Since the 1950’s Bruce Conner has been an important figure in the American art world. Collage is only one part of his practice, which also includes sculpture, film, inkblot drawings, printmaking and ‘events’. The small collages on show here are typical of Conner’s work that is influenced by the surrealist collages of Max Ernst. Old wood engravings from the late 19th century are cut, shifted and configured to present new and mysterious landscapes and psychological dramas.
Cris Brodahl’s paintings start as an amalgamation of images derived from many different sources and then transcribed onto canvas in a photo realistic style. Figures become cut and distorted making up strange third bodies. Colour is replaced by sepia tones and a sense of place is removed.

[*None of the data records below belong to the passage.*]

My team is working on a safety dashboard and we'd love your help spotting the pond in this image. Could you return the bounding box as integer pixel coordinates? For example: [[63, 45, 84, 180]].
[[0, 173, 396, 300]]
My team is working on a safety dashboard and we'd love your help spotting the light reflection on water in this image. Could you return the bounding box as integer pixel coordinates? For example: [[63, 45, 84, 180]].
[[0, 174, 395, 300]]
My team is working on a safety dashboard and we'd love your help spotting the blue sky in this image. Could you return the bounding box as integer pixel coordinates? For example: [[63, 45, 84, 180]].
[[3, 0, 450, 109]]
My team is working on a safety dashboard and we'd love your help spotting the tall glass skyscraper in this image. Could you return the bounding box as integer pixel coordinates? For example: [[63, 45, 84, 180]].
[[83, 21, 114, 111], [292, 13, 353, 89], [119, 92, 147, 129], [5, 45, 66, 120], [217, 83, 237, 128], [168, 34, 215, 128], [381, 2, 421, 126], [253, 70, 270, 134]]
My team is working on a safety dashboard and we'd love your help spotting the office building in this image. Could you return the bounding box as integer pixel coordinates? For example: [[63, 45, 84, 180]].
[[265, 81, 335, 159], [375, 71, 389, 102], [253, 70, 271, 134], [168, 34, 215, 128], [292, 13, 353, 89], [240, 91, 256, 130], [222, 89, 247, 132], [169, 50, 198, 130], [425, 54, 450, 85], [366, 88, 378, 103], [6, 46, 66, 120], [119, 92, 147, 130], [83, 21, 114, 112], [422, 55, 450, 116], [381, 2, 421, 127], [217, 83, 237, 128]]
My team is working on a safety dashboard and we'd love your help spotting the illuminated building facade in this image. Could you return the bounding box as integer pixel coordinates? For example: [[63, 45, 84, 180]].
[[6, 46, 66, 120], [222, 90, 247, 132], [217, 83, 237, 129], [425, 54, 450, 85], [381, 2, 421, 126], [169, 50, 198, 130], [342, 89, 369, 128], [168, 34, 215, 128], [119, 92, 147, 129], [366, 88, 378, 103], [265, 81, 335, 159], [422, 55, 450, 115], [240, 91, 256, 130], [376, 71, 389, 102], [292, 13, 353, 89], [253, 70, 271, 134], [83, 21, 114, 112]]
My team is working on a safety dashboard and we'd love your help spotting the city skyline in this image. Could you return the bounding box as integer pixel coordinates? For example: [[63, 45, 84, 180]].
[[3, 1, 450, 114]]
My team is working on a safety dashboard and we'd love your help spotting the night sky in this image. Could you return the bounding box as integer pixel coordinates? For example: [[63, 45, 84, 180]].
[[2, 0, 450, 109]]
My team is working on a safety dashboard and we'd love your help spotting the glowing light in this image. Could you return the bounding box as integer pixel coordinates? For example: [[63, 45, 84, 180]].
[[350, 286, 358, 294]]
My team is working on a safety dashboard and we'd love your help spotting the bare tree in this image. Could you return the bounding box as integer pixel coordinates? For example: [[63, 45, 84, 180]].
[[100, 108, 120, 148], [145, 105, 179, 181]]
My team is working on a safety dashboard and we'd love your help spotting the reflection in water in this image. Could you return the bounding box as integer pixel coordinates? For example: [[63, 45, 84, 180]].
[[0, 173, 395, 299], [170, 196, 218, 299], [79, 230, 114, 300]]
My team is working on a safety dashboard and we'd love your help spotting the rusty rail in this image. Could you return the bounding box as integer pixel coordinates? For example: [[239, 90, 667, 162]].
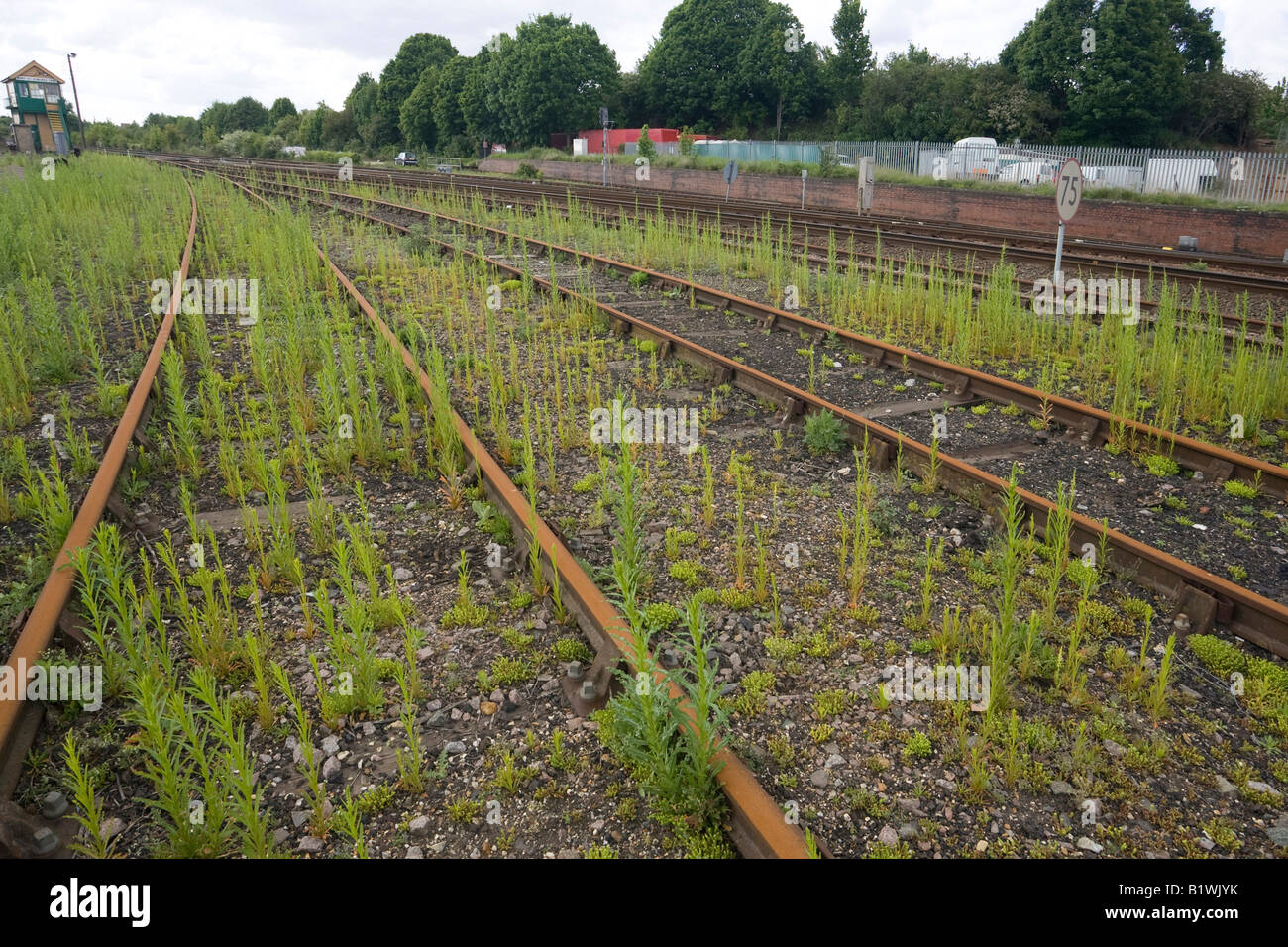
[[136, 152, 1288, 294], [243, 172, 1288, 496], [0, 181, 197, 798], [221, 172, 1288, 657], [215, 169, 808, 858]]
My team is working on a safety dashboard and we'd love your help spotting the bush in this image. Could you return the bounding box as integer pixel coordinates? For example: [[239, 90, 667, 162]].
[[636, 125, 657, 161], [805, 411, 845, 454]]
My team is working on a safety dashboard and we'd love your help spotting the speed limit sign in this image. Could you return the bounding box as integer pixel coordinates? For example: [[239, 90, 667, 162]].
[[1055, 158, 1082, 220]]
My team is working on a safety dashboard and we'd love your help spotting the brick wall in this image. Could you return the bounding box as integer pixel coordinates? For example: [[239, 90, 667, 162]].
[[480, 158, 1288, 259]]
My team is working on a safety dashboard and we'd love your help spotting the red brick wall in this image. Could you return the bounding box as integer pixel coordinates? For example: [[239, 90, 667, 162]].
[[481, 158, 1288, 259]]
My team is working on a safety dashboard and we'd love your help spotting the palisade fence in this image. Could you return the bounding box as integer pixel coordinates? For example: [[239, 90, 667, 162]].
[[693, 139, 1288, 204]]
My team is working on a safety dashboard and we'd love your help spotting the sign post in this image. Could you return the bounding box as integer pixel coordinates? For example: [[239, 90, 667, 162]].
[[724, 161, 741, 201], [1055, 158, 1082, 284]]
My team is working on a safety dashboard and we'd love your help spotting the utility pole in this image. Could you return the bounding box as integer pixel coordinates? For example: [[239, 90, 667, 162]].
[[67, 53, 86, 151], [599, 106, 608, 187]]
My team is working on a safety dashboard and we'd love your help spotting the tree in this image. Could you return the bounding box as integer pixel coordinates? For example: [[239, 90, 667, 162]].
[[486, 13, 619, 145], [1163, 0, 1225, 74], [827, 0, 873, 102], [460, 46, 510, 153], [639, 0, 768, 125], [268, 97, 299, 125], [197, 102, 232, 137], [1069, 0, 1184, 146], [433, 55, 471, 158], [226, 95, 268, 132], [999, 0, 1100, 113], [369, 34, 456, 146], [734, 4, 821, 139], [398, 69, 438, 150], [635, 125, 657, 161]]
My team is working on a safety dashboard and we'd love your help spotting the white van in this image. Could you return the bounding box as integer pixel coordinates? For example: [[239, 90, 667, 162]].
[[948, 137, 997, 180]]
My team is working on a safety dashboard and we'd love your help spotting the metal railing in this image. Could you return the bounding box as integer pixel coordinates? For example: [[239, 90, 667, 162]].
[[693, 139, 1288, 204]]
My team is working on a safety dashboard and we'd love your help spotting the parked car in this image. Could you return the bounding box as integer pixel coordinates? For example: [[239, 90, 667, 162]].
[[948, 137, 997, 180], [997, 161, 1056, 187]]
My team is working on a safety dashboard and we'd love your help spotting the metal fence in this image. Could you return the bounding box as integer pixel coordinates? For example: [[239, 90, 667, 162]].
[[693, 138, 1288, 204]]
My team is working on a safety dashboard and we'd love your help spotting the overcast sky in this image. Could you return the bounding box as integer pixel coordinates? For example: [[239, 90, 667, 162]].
[[0, 0, 1288, 123]]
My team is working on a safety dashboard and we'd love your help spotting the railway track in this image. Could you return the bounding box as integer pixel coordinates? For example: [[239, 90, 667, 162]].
[[0, 157, 827, 858], [136, 155, 1288, 303], [208, 164, 1288, 655], [226, 160, 1284, 352], [0, 177, 197, 798]]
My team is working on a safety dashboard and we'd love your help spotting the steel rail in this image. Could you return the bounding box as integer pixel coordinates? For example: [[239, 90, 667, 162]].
[[108, 152, 1288, 295], [242, 169, 1288, 496], [153, 155, 1288, 294], [0, 181, 197, 798], [226, 172, 1288, 657], [208, 169, 808, 858], [226, 164, 1288, 351]]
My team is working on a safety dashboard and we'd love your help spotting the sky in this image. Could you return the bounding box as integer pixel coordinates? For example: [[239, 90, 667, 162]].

John Stezaker’s contribution to the medium of collage in Britain since the 1970’s is unrivalled. Since turning his back on a conceptual practice and embracing the image, Stezaker has gone on to make subtle but extraordinary collages using 1950’s film stills, Hollywood film-star annuals, illustrated encyclopaedias and postcards. Each unique work contains a fascination with how two or three combined images can be aligned to make an often dark and disturbing ‘third’ image. Here, Stezaker presents seven new works that combine a re-occurring female silhouette with photographic portraits that blend in with woodland or urban landscapes.

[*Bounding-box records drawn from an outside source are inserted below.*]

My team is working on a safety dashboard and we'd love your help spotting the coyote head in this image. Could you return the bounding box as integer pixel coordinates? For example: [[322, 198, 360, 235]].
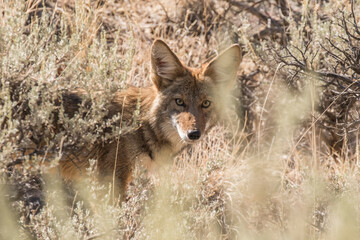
[[150, 40, 242, 148]]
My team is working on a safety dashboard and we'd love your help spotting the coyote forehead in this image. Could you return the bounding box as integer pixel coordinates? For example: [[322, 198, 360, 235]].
[[151, 40, 241, 146]]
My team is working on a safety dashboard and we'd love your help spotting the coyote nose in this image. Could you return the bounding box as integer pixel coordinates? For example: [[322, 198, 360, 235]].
[[188, 130, 201, 140]]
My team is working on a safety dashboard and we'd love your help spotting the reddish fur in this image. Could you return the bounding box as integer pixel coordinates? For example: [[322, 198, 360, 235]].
[[54, 40, 241, 199]]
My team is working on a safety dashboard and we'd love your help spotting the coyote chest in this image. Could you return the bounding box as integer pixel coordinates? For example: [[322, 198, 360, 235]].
[[60, 40, 242, 197]]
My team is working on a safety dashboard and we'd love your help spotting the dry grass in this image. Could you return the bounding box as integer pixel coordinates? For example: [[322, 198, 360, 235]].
[[0, 0, 360, 239]]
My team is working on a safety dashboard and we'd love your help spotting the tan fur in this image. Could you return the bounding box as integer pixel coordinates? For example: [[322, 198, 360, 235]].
[[60, 40, 241, 199]]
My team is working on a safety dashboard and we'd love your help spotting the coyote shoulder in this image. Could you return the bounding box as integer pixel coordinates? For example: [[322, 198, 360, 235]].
[[60, 40, 242, 196]]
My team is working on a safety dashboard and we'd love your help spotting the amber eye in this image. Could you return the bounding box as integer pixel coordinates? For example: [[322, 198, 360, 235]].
[[175, 98, 185, 107], [201, 100, 211, 108]]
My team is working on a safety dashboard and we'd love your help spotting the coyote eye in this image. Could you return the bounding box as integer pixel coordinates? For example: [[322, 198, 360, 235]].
[[201, 100, 211, 108], [175, 98, 185, 107]]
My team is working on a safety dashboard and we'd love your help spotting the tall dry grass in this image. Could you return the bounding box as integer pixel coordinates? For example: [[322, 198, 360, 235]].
[[0, 0, 360, 239]]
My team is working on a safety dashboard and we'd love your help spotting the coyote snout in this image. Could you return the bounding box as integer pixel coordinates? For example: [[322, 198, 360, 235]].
[[172, 112, 205, 143], [56, 40, 242, 197]]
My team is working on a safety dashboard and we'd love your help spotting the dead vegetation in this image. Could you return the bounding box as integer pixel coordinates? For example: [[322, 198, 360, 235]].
[[0, 0, 360, 239]]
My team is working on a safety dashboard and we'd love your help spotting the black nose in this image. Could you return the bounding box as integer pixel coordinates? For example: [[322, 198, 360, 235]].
[[188, 130, 201, 140]]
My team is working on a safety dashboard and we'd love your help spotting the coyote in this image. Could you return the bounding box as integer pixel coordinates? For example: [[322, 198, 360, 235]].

The figures in Martin Westwood’s paper cut out works are derived from in-house business catalogues, insurance brochures, travel magazines, corporate prospectus and virtually any printed matter where a perfect world is illustrated and sold. These images are re-drawn and transformed into cut-outs and stencils that are pinned together within thick frames. The concealed environments combine recognisably mundane work scenes with dreamlike moments of escapism, romance and freedom.